Je souhaiterais d’abord revenir sur la motivation de votre amendement, puis expliquer, de manière synthétique, ce que le Gouvernement a cherché à faire lors de la nouvelle lecture à l’Assemblée nationale.
Tout d’abord, au travers de votre amendement, vous proposez de limiter le droit d’information des salariés aux seuls cas de cessation d’activité de l’entreprise. Cependant, vous définissez cette cessation d’activité par la radiation du registre du commerce et des sociétés, le RCS. Cela soulève une difficulté technique : la confusion entre radiation du RCS et cessation d’activité rend la procédure d’information des salariés quasi inopérante ou, du moins, inadaptée à tout besoin.
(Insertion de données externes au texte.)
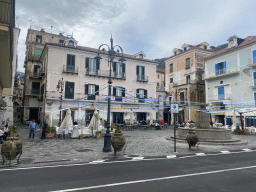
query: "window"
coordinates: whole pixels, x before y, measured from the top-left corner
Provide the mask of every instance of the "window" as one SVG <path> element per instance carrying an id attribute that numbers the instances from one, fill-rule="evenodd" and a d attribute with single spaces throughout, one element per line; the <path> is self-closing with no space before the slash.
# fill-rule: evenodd
<path id="1" fill-rule="evenodd" d="M 252 52 L 253 55 L 253 63 L 256 63 L 256 50 Z"/>
<path id="2" fill-rule="evenodd" d="M 173 83 L 173 78 L 170 78 L 170 83 Z"/>
<path id="3" fill-rule="evenodd" d="M 125 88 L 113 87 L 113 96 L 115 96 L 115 101 L 122 101 L 122 97 L 125 97 Z"/>
<path id="4" fill-rule="evenodd" d="M 95 95 L 99 95 L 99 85 L 86 84 L 85 94 L 88 95 L 87 100 L 96 100 Z"/>
<path id="5" fill-rule="evenodd" d="M 76 56 L 75 55 L 67 55 L 67 66 L 66 71 L 74 72 L 75 71 L 75 61 Z"/>
<path id="6" fill-rule="evenodd" d="M 139 54 L 139 58 L 140 58 L 140 59 L 143 59 L 143 54 Z"/>
<path id="7" fill-rule="evenodd" d="M 173 72 L 173 63 L 170 64 L 170 73 L 172 73 L 172 72 Z"/>
<path id="8" fill-rule="evenodd" d="M 60 40 L 59 40 L 59 43 L 64 43 L 64 40 L 63 40 L 63 39 L 60 39 Z"/>
<path id="9" fill-rule="evenodd" d="M 40 71 L 40 66 L 39 65 L 34 65 L 34 77 L 39 77 L 39 71 Z"/>
<path id="10" fill-rule="evenodd" d="M 145 67 L 137 65 L 136 74 L 138 80 L 145 80 Z"/>
<path id="11" fill-rule="evenodd" d="M 124 78 L 125 74 L 125 63 L 113 62 L 114 76 L 117 78 Z"/>
<path id="12" fill-rule="evenodd" d="M 172 101 L 172 97 L 169 97 L 169 101 Z"/>
<path id="13" fill-rule="evenodd" d="M 215 64 L 215 74 L 221 75 L 226 73 L 226 62 Z"/>
<path id="14" fill-rule="evenodd" d="M 42 50 L 38 50 L 38 49 L 35 49 L 34 50 L 34 55 L 41 55 L 42 54 Z"/>
<path id="15" fill-rule="evenodd" d="M 186 69 L 190 68 L 190 58 L 186 59 Z"/>
<path id="16" fill-rule="evenodd" d="M 256 86 L 256 72 L 253 72 L 253 86 Z"/>
<path id="17" fill-rule="evenodd" d="M 184 51 L 187 51 L 187 47 L 184 47 Z"/>
<path id="18" fill-rule="evenodd" d="M 136 97 L 139 98 L 139 103 L 145 103 L 145 98 L 147 98 L 147 90 L 137 89 Z"/>
<path id="19" fill-rule="evenodd" d="M 74 88 L 75 83 L 68 81 L 65 83 L 65 99 L 74 99 Z"/>
<path id="20" fill-rule="evenodd" d="M 185 93 L 184 92 L 181 92 L 180 93 L 180 103 L 184 103 L 184 101 L 185 101 Z"/>
<path id="21" fill-rule="evenodd" d="M 100 60 L 86 57 L 85 67 L 87 69 L 87 74 L 97 75 L 98 70 L 100 69 Z"/>
<path id="22" fill-rule="evenodd" d="M 224 87 L 218 87 L 218 100 L 225 99 L 225 90 Z"/>
<path id="23" fill-rule="evenodd" d="M 207 50 L 207 45 L 204 45 L 204 50 Z"/>
<path id="24" fill-rule="evenodd" d="M 40 94 L 40 82 L 32 82 L 31 94 Z"/>
<path id="25" fill-rule="evenodd" d="M 69 40 L 69 41 L 68 41 L 68 45 L 69 45 L 69 46 L 74 46 L 74 41 Z"/>
<path id="26" fill-rule="evenodd" d="M 159 83 L 156 84 L 156 87 L 157 87 L 157 88 L 159 87 Z"/>
<path id="27" fill-rule="evenodd" d="M 42 36 L 41 35 L 36 36 L 36 43 L 42 43 Z"/>
<path id="28" fill-rule="evenodd" d="M 158 79 L 159 79 L 160 75 L 157 75 L 157 77 L 158 77 Z"/>
<path id="29" fill-rule="evenodd" d="M 177 55 L 177 52 L 176 52 L 176 51 L 174 52 L 174 55 Z"/>
<path id="30" fill-rule="evenodd" d="M 186 76 L 186 83 L 189 84 L 190 83 L 190 75 Z"/>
Je m’en explique. La cessation d’activité elle-même n’entraîne pas automatiquement la radiation du RCS : au contraire, elle est l’occasion d’une inscription spéciale à ce registre. En l’occurrence, la radiation du RCS constitue l’acte ultime avant la disparition de la personnalité juridique de l’entreprise. Aussi, vous proposez dans votre amendement d’informer les salariés deux mois avant cet ultime acte de décès de l’entreprise, si je puis m’exprimer ainsi.
De surcroît, dans le fil chronologique de la cessation d’activité, la radiation du RCS a lieu alors que l’entreprise, le plus souvent, a déjà licencié la plupart de ses salariés, n’a déjà presque plus de clients et de fournisseurs et n’est donc, de toute façon, plus en situation d’être reprise. L’approche adoptée dans votre amendement relève donc, à mon sens, d’une espèce de contournement. Allez donc plutôt au bout de votre logique, et supprimez toute forme d’information des salariés, quelle qu’elle soit ! En considérant que le droit d’information des salariés est couvert par un délai de deux mois avant la radiation du RCS, vous ne donnez la possibilité aux salariés, dont la majorité aura d’ailleurs déjà été licenciée, que de reprendre une entreprise qui aura cessé d’être viable.
Vous voyez bien qu’un problème technique se pose, à moins que cette mesure ne procède d’une démarche cynique, ce que je ne saurais supposer.
Dans ces circonstances, je vous recommanderai vivement de retirer cet amendement ; à défaut, l’avis du Gouvernement serait défavorable. Outre les raisons que je viens de rappeler, j’inscris cet avis dans la continuité des propos tenus à l’instant par M. le rapporteur.
Je voudrais à présent vous expliquer en quoi nous avons, dans cet article, amélioré le dispositif issu de la loi relative à l’économie sociale et solidaire. Celui-ci, considéré comme trop lourd, pouvait faire réagir certaines organisations patronales.
Tout d’abord, à la lumière des travaux rendus par Mme la députée Fanny Dombre-Coste, nous avons limité le droit d’information des salariés aux seuls cas de vente. Cela représente déjà, à mes yeux, une clarification importante : les cessions intragroupe et les cessions familiales ne sont plus couvertes par le droit d’information des salariés, ce qui constitue une correction de bon sens.
Ensuite, nous avons remplacé la sanction de nullité par un mécanisme d’amende civile plafonnée à 2 %, ce que les organisations patronales jugent raisonnable. Cela ne risque pas de menacer la viabilité de l’entreprise, alors que la nullité pouvait, quant à elle, condamner le repreneur à péricliter et était donc attentatoire à la soutenabilité de l’entreprise.
Enfin, nous avons rendu plus opérant le mécanisme même du droit d’information préalable. Il est certes toujours possible, et même nécessaire, d’informer les salariés par lettre recommandée deux mois avant la cessation d’activité. À ce dispositif s’ajoute désormais, dans la continuité de l’article 18 de la loi relative à l’économie sociale et solidaire, la possibilité de procéder à une réunion annuelle d’information des salariés, qui dispense l’entreprise de l’obligation formelle de la lettre recommandée.
Ce mécanisme exprime l’esprit suivant, que je pense nous partageons : il faut que, de manière régulière, se tienne dans une entreprise une discussion autour du projet entrepreneurial. §À l’occasion de cette discussion, le chef d’entreprise informe les salariés de son souhait de cesser l’activité ou de céder l’entreprise. On peut alors constater l’existence, ou non, d’une volonté des salariés de reprendre l’entreprise. Cette manière de faire est la meilleure.
Ainsi, par les modifications apportées lors de la nouvelle lecture par l’Assemblée nationale, nous avons largement allégé le formalisme initial qui était, je le reconnais, sans doute un peu excessif.